Zuma, whose first five-year term in office has been plagued by corruption, mismanagement and often deadly social unrest, made a final nostalgia-tinged pitch to voters on Sunday, promising more economic power for non-whites.
The African National Congress has won every general election since the advent of democracy in 1994 by a landslide and is expected to win by a wide margin this time round too. And the party that controls the legislature picks the president.
According to a recent Ipsos poll the ANC is set to garner 63 percent of the vote, just three percentage points less than in 2009.
During the campaign the ANC has benefited from the outpouring of grief over the death of its former leader and anti-apartheid icon Nelson Mandela as well as celebrations of the 20th anniversary of the first all-race elections.
But the ANC’s current leader has proved to be an Achille’s heel.
Opposition parties from both the right and left have pummelled Zuma over the $23 million of taxpayer funds used to “upgrade” his private home.
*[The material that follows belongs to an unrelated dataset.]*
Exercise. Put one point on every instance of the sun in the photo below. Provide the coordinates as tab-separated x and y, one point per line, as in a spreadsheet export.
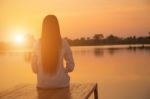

READ: S.Africa’s ANC in damage control over Zuma home upgrades.
“The ANC has become arrogant because they believe that the voters will carry on voting for them, whatever they do,” said Democratic Alliance leader Helen Zille at a rally on Saturday.
“Well, they are in for a big shock on Wednesday.”
The alliance is predicted to increase its share of the vote by nearly six percentage points to 22 percent and to do well in major urban centres.
But most voters appear ready to put the party they know before the president they mistrust.
On Sunday 90,000-plus jubilant and defiant ANC cadres packed a cavernous Soweto stadium in a pre-election show of force, during which Zuma at times appeared to be an afterthought.
There were no humiliating boos like Zuma suffered in the same stadium during Mandela’s memorial service in December, but the 72-year-old president’s lengthy speech got a lukewarm response, with tens of thousands filing out of the stadium as he spoke.